The Court of Federal Claims recently held that the coercive terms of the government’s $85 billion bailout of AIG were illegal. The victory, however, was merely a moral one because plaintiffs walked away with a $0 damage award.
The case, Starr International v. United States, turned on whether the government improperly overrode AIG shareholders’ rights either in September 2008 when the AIG board approved the initial bailout or in June 2009 when a reverse stock split allowed the government to obtain the share of the company it was promised back in 2008. Starr International alleged that the government broke the law by requiring ownership of 80 percent of AIG and imposing 12 percent interest rate on the loan in its take-it-or-go-bankrupt bailout. The government countered that these demands were justified because the loan was high-risk.
The Federal Claims Judge Thomas Wheeler ruled that the government’s rationalization for taking equity in AIG in exchange for a bailout loan was "entirely misplaced" and, further, suggested that the Federal Reserve Bank clearly overstepped its legal authority.

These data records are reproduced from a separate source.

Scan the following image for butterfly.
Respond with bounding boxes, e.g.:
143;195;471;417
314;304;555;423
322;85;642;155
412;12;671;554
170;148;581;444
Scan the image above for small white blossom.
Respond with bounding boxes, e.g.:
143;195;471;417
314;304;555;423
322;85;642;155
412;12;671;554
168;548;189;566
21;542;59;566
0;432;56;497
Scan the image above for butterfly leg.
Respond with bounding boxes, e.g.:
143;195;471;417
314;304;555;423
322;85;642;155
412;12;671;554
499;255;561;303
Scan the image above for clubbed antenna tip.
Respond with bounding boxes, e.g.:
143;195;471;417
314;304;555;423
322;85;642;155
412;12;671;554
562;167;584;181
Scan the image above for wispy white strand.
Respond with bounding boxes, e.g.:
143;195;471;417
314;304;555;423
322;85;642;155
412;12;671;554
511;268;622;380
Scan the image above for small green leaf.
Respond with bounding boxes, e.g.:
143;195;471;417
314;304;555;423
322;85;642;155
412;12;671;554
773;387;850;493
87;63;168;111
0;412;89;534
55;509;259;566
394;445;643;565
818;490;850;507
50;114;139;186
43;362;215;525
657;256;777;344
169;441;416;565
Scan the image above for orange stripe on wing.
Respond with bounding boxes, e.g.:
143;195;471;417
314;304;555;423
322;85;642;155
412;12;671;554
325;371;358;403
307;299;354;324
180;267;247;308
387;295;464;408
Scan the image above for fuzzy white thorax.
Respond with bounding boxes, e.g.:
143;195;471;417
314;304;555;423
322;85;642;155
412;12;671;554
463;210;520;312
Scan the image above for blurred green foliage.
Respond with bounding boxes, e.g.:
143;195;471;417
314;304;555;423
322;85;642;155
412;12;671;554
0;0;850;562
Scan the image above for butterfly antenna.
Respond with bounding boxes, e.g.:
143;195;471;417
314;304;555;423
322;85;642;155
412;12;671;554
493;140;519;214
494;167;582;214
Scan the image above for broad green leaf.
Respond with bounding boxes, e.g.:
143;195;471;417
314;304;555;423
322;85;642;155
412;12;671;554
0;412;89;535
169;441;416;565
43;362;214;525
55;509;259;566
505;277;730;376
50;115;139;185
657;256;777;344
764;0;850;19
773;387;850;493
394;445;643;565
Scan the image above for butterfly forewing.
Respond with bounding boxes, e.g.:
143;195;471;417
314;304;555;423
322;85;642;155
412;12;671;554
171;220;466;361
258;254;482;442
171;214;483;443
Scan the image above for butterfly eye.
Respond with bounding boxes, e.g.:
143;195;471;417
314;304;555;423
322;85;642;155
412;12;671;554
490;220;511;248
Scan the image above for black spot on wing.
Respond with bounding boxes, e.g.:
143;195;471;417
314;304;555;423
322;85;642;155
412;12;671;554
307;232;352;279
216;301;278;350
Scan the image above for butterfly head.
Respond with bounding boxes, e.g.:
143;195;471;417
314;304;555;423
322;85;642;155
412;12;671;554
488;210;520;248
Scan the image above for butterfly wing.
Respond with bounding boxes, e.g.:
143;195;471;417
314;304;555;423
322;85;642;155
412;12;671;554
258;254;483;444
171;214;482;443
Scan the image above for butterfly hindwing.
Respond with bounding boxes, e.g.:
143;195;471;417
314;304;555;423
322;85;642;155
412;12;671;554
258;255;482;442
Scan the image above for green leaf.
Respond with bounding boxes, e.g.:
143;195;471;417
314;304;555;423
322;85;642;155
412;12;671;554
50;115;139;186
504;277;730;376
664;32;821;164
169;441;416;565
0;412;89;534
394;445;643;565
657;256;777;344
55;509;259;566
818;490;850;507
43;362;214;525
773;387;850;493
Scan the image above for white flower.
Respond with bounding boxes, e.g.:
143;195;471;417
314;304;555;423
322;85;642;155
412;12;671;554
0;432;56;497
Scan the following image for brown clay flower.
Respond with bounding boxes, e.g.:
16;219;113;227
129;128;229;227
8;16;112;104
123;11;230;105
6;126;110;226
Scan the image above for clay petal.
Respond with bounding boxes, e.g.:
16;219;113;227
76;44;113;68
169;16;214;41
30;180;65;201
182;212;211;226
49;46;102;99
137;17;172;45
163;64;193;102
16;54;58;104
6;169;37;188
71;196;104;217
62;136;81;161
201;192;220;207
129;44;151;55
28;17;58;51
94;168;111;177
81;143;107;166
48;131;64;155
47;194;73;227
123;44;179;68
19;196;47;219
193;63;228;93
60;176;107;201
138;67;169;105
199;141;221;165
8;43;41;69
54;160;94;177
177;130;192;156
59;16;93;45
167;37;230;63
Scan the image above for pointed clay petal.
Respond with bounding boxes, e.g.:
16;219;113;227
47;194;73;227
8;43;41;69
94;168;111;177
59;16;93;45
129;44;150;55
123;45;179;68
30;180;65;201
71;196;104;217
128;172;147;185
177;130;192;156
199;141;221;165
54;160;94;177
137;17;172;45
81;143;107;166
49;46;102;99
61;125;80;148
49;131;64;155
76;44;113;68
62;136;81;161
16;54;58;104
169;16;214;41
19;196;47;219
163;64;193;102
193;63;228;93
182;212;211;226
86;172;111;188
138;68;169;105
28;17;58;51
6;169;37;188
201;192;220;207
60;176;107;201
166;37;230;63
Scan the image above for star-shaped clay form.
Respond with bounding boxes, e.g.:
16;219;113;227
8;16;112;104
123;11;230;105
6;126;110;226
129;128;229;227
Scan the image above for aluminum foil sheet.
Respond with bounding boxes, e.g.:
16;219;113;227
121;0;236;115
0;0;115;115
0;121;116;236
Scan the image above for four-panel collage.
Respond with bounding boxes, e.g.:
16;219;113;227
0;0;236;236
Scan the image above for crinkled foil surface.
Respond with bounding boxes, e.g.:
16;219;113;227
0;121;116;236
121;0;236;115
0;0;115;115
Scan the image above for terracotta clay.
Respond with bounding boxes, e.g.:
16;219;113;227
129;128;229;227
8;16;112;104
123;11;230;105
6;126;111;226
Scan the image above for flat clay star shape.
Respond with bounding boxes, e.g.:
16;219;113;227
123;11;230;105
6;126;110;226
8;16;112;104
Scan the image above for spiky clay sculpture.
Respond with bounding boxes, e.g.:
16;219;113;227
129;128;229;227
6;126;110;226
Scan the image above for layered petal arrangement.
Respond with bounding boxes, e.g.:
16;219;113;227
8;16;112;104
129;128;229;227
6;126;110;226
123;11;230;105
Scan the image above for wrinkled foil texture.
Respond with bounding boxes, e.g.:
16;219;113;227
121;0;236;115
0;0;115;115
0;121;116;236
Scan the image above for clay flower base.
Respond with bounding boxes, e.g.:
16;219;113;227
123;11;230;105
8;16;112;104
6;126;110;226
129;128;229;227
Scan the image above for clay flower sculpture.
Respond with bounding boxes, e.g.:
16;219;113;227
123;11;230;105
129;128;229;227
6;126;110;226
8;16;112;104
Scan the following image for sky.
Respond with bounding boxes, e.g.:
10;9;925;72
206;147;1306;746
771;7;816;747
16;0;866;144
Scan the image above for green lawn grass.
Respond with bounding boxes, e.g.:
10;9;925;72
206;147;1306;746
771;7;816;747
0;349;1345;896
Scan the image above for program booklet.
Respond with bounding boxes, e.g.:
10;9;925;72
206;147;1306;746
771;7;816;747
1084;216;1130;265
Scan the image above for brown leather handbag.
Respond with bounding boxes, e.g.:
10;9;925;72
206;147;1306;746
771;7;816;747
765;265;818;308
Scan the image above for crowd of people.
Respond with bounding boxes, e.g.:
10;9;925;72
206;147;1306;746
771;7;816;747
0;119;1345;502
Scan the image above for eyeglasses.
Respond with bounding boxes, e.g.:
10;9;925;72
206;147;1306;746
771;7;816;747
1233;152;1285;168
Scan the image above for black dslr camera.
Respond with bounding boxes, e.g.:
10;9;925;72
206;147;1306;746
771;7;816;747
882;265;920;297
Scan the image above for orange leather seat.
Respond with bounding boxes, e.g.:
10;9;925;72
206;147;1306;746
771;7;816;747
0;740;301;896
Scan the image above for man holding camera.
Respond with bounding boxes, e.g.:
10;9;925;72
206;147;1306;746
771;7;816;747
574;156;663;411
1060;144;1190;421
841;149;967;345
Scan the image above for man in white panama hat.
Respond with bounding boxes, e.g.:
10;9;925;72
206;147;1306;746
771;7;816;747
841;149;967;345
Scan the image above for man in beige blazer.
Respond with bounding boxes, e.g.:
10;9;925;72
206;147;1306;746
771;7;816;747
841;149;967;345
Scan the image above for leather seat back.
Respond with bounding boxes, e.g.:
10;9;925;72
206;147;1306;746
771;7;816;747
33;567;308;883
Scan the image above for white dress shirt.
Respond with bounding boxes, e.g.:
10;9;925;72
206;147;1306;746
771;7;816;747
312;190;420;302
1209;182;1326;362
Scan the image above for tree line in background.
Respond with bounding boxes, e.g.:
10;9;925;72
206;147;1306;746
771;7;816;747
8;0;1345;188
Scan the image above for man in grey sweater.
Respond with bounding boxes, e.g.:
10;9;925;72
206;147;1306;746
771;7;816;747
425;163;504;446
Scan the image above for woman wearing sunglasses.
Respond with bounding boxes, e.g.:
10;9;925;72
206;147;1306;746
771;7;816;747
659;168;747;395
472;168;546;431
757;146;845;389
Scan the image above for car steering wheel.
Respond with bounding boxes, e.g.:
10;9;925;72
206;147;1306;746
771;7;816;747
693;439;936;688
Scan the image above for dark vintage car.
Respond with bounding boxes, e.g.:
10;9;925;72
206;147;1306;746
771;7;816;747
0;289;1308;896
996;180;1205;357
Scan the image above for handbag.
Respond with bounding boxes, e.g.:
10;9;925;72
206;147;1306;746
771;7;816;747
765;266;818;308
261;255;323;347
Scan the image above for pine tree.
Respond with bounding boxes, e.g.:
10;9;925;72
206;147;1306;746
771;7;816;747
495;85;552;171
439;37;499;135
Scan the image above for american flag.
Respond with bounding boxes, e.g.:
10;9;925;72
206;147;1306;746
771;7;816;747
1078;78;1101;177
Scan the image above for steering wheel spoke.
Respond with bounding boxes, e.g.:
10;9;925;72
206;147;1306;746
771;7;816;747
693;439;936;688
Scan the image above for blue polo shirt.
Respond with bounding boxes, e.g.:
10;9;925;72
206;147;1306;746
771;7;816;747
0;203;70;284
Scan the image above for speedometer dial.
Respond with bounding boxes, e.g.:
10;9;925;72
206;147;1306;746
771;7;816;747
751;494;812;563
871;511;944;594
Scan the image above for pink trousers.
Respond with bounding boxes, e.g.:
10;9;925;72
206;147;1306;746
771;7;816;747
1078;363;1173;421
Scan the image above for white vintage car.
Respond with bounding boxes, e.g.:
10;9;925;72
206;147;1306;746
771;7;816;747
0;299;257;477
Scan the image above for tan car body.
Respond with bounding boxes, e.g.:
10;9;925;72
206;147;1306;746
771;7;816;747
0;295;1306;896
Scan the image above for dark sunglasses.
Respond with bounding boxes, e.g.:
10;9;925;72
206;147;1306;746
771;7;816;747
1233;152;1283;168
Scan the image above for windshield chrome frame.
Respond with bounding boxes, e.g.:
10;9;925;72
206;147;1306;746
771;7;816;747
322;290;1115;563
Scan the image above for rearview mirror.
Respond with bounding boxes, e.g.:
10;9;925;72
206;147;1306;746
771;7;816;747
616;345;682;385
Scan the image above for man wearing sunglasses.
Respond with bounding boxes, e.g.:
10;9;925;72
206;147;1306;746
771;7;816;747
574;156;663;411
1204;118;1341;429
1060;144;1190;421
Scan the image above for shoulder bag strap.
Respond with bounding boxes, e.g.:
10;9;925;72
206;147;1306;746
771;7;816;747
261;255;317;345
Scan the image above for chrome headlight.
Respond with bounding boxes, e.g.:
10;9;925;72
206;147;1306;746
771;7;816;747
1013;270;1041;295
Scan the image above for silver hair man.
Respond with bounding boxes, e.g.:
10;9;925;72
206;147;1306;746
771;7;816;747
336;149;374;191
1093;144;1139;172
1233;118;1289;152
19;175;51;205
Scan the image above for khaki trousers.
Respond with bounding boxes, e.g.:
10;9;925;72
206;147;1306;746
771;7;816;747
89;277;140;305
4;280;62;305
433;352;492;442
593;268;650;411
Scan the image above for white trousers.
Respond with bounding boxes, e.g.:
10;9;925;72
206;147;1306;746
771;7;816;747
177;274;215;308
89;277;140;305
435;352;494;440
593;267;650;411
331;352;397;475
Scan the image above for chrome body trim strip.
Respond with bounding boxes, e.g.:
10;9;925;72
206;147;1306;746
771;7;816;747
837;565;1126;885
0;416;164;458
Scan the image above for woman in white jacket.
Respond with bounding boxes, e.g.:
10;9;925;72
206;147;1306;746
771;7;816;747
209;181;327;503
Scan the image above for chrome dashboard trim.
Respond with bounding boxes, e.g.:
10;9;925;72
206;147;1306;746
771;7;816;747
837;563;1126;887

Judge Wheeler, however, awarded $0 in damages because without the government’s bailout, AIG would have declared bankruptcy and "AIG’s shareholders would most likely have lost 100% of their stock value."
While Judge Wheeler’s scathing criticisms of the government may give regulators pause when considering similar future bailouts, Judge Wheeler admitted that he found it "troubling" that the government was able to "avoid any damages notwithstanding its plain violations of the Federal Reserve Act."
A day after the court’s ruling, Starr International announced that it would appeal the court’s $0 damage award.